As Nancy Franklin clearly states it, in the play “Bearing is playing games with words, but words will not save her, as she herself knows” (Franklin). She is a scholar and a powerful one at that, with countless honors and recognitions in her name, but in this case her wit and intellect are no match for cancer. Ironically, Jason, one of her doctors, was once one of her students and admired her for being a hard teacher. Franklin views the juxtaposition of these two characters as an “open-and-shut irony,” seeing as Jason is very much like Vivian in terms of his interest in research and total lack thereof in patients. Jason reminds Vivian of the way she used to treat her students and makes her regret it: “So. The young doctor, like the senior scholar, prefers research to humanity. At the same time the senior scholar, in her pathetic state as simpering victim, wishes the young doctor would take more interest in personal contact. Now I suppose we shall see, through a series of flashbacks, how the senior scholar ruthlessly denied her simpering students the touch of human kindness she now seeks” (Edson, 58-59).
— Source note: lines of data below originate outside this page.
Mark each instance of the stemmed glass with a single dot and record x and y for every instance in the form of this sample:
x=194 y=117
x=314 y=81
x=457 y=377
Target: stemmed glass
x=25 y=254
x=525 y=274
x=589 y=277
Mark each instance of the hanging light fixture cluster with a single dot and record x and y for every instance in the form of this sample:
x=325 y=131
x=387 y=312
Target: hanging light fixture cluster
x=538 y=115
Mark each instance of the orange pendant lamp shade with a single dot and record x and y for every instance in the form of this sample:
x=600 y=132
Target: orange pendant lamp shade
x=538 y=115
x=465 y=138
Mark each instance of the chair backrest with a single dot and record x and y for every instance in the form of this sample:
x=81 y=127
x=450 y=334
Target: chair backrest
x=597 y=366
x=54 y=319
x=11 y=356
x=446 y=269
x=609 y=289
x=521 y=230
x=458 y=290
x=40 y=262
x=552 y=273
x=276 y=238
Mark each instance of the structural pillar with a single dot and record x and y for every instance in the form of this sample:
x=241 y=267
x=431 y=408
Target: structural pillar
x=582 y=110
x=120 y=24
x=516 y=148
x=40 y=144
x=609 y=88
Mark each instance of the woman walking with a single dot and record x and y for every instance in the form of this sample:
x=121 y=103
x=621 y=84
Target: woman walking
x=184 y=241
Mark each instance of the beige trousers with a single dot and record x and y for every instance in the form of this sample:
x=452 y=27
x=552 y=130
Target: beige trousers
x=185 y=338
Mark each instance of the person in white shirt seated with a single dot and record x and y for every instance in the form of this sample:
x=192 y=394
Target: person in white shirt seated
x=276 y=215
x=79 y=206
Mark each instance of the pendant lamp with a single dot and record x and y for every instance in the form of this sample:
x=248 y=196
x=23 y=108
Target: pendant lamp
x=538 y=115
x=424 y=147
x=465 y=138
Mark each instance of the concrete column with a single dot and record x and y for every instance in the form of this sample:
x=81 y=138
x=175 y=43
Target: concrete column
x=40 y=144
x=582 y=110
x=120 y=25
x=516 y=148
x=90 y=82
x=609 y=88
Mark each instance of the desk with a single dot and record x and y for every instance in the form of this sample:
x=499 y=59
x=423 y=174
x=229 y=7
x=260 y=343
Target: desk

However, Franklin also views this parallel as a flaw in the play, seeing as Jason’s similarity to her and the fact that he was her student is all a little too predictable and neat. Still, I believe that it was necessary for Vivian to see herself through the eyes of one of her “victims,” so that she could finally grow as a human in the “eight-month course of cancer treatment” (Edson, 31) that he was now conducting. Her lesson, as she saw it, would be to learn to suffer, but she was also learning about the importance of kindness.
Towards the end of the play the audience sees Vivian unwrap herself from her scholarly armor and seek out basic human interaction. She needs simplicity at this late stage in her disease. She needs peace: “Now is a time for simplicity. Now is a time for, dare I say it, kindness” (Edson, 69). These are things she never gave her students, not even when they were experiencing the loss of a family member, and like her, Jason would be withholding. However, Vivian has Susie by her side, a loving, care-giving nurse, who “embodies the milk condensed form of human kindness” (Franklin), who helps her retain her dignity and her newfound humanity as she passes on to the other side.
1 comment:
Excellent blog. But do you think the similarity between Vivian and Jason is a flaw in the play? I would be interested to know if you agree with Franklin's criticism or with Edson's explanation of why she created the link between Vivian and Jason. At the end, Vivian understands the importance of human contact; does Jason see that as well, or is the ending when he is trying to revive Vivian saying something else entirely.